Eight years ago, when News Director John Dearing arrived at WBOC, he devised a system for recruiting producers directly from area colleges.
“We make regular trips to — or at least have regular contact with — the bigger universities in our region,” Dearing says. “We pluck producers right out of school.”
Professors also submit names of possible candidates, he says. Dearing also insists on a degree in journalism. “And I always ask for their GPA. Those lacking a high GPA … are asked to explain their grades.”
If they pass that hurdle, he says, they are asked to rewrite “boring” wire copy and given a current events quiz. Next are interviews with all the news managers. Only then, he says, will a job be offered.
Once hired, the newcomers spend three to four weeks in “boot camp,” an intensive training program “that is partly indoctrination and part mentoring,” Dearing says.
Boot campers sit in on story meetings, work in WBOC’s Delaware satellite news bureaus in Dover and Milton, go out on stories with reporters and photographers and eventually work their way to producing newscasts, with supervision.
Boot camp spreads the training among most newsroom employees, not just management alone, Dearing says.
Jim DePury of WBRE, an NBC affiliate owned by Nexstar in Wilkes-Barre/Scranton, Pa. runs a newsroom that airs newscasts on three stations: WBRE, WYOU and WOLF. He just hired a recent Temple University graduate to fill an open producer’s slot. At other times he may hire someone who has worked in a smaller market and wants to live in Wilkes-Barre/Scranton (DMA 54) because of family ties.
Training is “OTJ,” says DePury, a 30-year TV veteran.

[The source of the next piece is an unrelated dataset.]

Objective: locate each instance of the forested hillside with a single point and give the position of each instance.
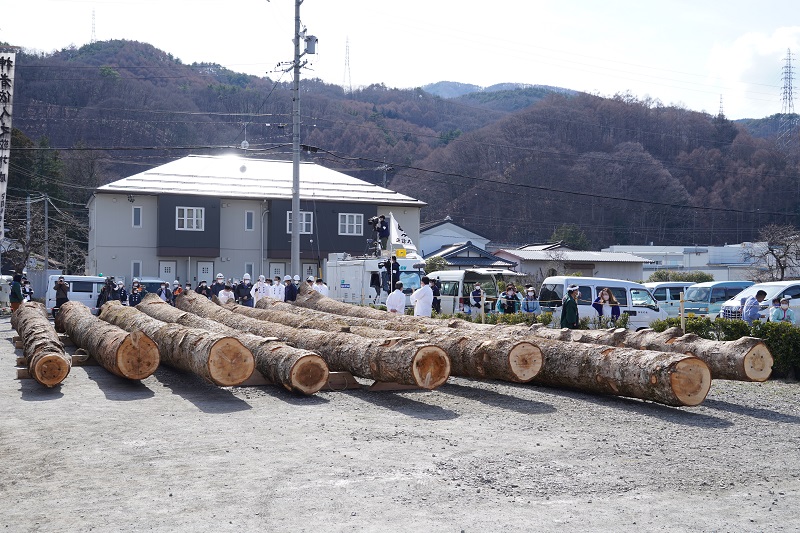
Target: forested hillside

It consists of the new hires writing and assembling newscasts under supervision until they are ready to go solo.
Former CBS and CNN correspondent Deborah Potter, now president and executive director of NewsLab, the Alexandra, Va.-based organization that trains television news personnel, says that in order for producers to learn their coverage area, they should think as journalists and be thought of as journalists.
“One of their jobs should be getting to know their community and they ought to be able to report that,” Potter says. “They ought to be able to get out, meet people, talk to them, understand what’s going on, and do it as sort of a journalistic exercise.
“It is going to take a producer a longer time to learn the ins and outs of a community if they are hired with the idea that they are needed only to put stories in order and to get in and out of a show on time.”
TVNewsCheck correspondent Rich Mates contributed to this story.